FREDERICTON (GNB) – The following statement was issued today by Public Prosecution Services regarding the Dennis Oland court case and the decision not to appeal:

“The ultimate aim of any trial…must be to seek and to ascertain the truth.”

R. v. Nikolovski, [1996] 3 S.C.R. 1197

This search for truth is qualified however by other laudable principles upon which our system is based: the presumption of innocence, the principle of reasonable doubt, fair process, the prohibition against double jeopardy, among many. Public Prosecution Services pursues the truth in every trial and appeal process but we do so simultaneously as guardians of these equally important principles upon which our system is based.

It is within this context that Public Prosecution Services has carefully reviewed the 146 page / 297 paragraph decision of Justice Morrison relating to the acquittal of Dennis Oland in the murder of his father, Richard Oland. After having reviewed and assessed both the policy and legal considerations relevant to a possible appeal, Public Prosecution Services has determined that there is no basis upon which the Crown can appeal the acquittal of Dennis Oland.

Despite the search for the truth in the trial, Justice Morrison could not be certain that Dennis Oland murdered Richard Oland. The resulting acquittal, resting on this finding of reasonable doubt, is the equivalent of a finding of “legal” innocence. A finding of legal innocence calls into play several principles that the Crown must consider and abide by when contemplating an appeal. 

There is a limited avenue for the appeal of an acquittal in our system of justice. Identifying an error of law alone on the part of the trial judge is not sufficient. Any error of law identified must be such that it would satisfy the appellate court that the error might reasonably have had a material bearing on the acquittal. This is considered to be a high standard to meet, described by the Supreme Court of Canada as the error being such “…that there is a reasonable degree of certainty that the outcome might well have been affected by it.”

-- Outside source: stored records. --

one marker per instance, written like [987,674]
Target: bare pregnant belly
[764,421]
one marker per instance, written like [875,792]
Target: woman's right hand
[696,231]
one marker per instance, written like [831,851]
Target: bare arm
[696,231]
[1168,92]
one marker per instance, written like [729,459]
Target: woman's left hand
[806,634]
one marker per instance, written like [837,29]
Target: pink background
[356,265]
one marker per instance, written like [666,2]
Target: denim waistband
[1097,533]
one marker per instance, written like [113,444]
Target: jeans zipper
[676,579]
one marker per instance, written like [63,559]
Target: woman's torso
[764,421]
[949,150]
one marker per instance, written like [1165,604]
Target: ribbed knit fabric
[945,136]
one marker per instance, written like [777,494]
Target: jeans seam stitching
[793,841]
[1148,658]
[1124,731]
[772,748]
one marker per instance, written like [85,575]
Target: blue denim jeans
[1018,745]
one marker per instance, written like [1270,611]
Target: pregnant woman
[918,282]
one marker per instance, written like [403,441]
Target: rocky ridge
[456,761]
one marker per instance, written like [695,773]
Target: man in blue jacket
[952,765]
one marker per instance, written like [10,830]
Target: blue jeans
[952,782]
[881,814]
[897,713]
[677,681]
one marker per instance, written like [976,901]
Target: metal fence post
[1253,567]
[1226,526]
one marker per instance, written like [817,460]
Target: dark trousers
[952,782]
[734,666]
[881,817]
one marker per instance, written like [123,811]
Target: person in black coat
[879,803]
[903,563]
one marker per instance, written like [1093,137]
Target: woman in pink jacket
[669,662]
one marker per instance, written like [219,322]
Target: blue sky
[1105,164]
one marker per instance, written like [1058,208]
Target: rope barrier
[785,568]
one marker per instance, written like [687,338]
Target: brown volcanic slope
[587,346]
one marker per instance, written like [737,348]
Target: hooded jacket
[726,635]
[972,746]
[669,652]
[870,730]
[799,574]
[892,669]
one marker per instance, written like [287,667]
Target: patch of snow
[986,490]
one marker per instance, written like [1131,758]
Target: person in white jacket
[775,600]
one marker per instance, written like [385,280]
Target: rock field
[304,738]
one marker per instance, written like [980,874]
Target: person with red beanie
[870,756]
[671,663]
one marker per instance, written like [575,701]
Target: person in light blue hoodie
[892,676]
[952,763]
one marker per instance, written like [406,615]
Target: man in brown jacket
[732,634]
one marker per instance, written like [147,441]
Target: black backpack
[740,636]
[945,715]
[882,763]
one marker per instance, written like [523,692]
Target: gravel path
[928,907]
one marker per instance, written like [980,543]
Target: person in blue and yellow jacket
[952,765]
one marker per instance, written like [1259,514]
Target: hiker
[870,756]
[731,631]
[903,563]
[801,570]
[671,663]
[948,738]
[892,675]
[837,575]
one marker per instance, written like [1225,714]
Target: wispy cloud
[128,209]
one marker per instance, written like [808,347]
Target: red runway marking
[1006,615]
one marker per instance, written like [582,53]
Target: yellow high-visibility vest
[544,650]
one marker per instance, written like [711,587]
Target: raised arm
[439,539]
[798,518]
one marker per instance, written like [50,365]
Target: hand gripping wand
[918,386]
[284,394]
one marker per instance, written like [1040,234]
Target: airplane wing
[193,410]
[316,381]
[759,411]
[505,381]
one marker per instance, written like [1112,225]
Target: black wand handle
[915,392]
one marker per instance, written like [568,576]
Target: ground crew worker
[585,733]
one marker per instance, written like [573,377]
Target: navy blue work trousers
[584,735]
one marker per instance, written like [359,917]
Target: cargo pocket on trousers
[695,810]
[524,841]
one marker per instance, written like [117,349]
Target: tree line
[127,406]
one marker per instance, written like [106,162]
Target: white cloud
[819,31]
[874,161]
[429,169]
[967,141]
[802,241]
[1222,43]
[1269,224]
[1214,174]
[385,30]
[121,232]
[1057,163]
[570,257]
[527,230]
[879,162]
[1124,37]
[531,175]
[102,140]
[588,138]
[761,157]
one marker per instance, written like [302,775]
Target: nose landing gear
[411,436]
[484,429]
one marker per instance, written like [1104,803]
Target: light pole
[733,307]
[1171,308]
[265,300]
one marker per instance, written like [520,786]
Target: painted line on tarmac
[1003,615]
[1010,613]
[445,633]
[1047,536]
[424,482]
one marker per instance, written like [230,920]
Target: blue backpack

This limited avenue for appeal of an acquittal is justified by the regard had for the prohibition against “double jeopardy.” We recognize this principle in Canada through s. 11(h) of the Charter. It states that individuals have the right not to be tried again for an offence for which they have already either been acquitted or convicted and punished.

This is not interpreted to mean that the Crown cannot appeal an acquittal, but the limitation thereon is the Canadian way of giving expression to this principle. 

It can never be known in advance how evidence will be interpreted by the fact-finder at trial. In this case, Justice Morrison, was impacted by the “alibi-like” evidence relating to the “guesstimates” of the time of death of Richard Oland. Consequently, his decision erects a complete barrier to an appeal by the Crown. Alibi and “alibi-like” evidence is unique; it requires the specific application of the doctrine of reasonable doubt. Unlike other pieces of evidence, alibi evidence is determinative in itself of the final issue of guilt or innocence. It may take many forms but it has only one meaning: “It is an assertion that when the alleged unlawful conduct took place, the person charged with it was elsewhere, and thus it was impossible for him or her to have committed the offence.”

An acquittal based on reasonable doubt regarding alibi or alibi-like evidence is precisely how the presumption of innocence is exemplified. Any reasonable doubt regarding this evidence goes to the benefit of the accused and must result in an acquittal. There was no error of law relating to this evidence nor is there a lawful basis to contest the reasonableness of Justice Morrison’s assessment of the Crown time-of-death evidence linking Dennis Oland as the murderer. The “reasonableness” of an acquittal is not an available ground of appeal for the Crown. Thus, Justice Morrison’s finding of reasonable doubt related to the alibi-like evidence and the resulting acquittal in this case are unassailable by the Crown.